I can’t remember if I wrote in here yesterday or not. Oh well. It is what it is. The headache kind of blinds me a bit I guess.
Yesterday we had lunch at my mother in laws and my father in law made a point of saying what a difference I’ve made to their family. It was very kind of him but I felt really embarrassed and very edgy about it. I personally feel like I’m a fuck up and it’s just he doesn’t know what a fuck up I am. I feel like the world could crumble down around my ears at any time and it wouldn’t surprise me. I guess they all just see the mask I wear. It’s quite funny really because I have chatted privately with my sister in law who has her own mental health issues and she knows where I’m at. It’s funny because they see her a s a little bit out there or maybe ‘off her trolley’ but she’s probably as stable or maybe more stable than I am. Maybe she’s just wearing her mask really well too. Anyway lunch wasn’t stressful for me yesterday and I’m glad I went. It was my younger stepdaughters birthday last week so that’s why we all had lunch.

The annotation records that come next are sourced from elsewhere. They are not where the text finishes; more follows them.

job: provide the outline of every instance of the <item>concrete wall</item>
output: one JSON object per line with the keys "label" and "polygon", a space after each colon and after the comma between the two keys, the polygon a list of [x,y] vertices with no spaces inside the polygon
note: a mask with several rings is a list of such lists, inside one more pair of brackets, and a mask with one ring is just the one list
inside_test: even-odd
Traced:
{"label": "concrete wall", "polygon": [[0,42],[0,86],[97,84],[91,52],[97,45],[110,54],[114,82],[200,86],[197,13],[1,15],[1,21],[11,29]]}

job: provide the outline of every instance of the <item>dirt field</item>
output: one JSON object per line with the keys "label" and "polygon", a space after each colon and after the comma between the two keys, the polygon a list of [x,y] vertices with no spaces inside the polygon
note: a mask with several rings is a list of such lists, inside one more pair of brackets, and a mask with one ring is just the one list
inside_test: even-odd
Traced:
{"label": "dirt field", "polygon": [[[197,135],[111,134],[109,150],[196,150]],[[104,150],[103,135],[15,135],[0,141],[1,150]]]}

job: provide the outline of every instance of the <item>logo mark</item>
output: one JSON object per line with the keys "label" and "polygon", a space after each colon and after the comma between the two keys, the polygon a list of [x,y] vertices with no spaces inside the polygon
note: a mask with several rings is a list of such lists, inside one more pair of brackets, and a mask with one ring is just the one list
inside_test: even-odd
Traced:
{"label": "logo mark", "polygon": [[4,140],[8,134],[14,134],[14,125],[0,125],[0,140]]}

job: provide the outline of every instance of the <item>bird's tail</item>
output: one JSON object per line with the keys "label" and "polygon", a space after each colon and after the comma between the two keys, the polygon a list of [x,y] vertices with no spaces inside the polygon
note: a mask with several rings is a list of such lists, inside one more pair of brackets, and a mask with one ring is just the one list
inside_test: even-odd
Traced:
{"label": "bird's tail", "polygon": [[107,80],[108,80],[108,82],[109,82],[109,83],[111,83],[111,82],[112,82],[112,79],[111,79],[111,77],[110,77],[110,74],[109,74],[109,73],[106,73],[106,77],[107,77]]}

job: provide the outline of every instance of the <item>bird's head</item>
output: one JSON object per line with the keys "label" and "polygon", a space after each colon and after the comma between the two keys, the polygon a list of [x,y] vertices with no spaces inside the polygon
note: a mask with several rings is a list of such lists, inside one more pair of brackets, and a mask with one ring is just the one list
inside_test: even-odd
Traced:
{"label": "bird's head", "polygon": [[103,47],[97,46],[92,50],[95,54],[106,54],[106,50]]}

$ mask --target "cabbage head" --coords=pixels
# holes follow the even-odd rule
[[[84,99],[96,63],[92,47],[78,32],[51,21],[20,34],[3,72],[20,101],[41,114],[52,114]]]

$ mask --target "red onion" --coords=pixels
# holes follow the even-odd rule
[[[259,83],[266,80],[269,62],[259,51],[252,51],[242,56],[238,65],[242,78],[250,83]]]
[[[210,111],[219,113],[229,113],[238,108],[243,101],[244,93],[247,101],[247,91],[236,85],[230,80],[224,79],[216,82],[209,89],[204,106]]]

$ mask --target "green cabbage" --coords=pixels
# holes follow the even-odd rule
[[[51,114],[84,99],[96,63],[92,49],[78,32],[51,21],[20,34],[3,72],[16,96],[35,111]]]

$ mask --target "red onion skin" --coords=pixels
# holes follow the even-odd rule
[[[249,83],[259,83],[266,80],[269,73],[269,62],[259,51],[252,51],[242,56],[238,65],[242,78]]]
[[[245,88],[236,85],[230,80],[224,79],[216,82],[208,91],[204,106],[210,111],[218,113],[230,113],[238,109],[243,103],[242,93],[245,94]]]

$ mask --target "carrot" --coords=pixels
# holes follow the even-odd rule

While out for lunch a friend of mine messaged me to ask if she could call me because she thought she could be going manic. I went out to our car and called her. She was in a bit of a state but I managed to talk some sense into her and hopefully claimed her down a bit. It was the first time she has ever messaged to ask if she can call so I was a bit concerned. I’ll check in with her later today and see how she is doing. She did message last night to thank me for listening to here and said that nobody usually listens to her. I won’t go into detail here as to what her situation was but she was very worried and scared that she had done something and didn’t know she had.
I’m now drinking a big cup of tea. What a tonic tea can be. I think I need to drink more fluids again.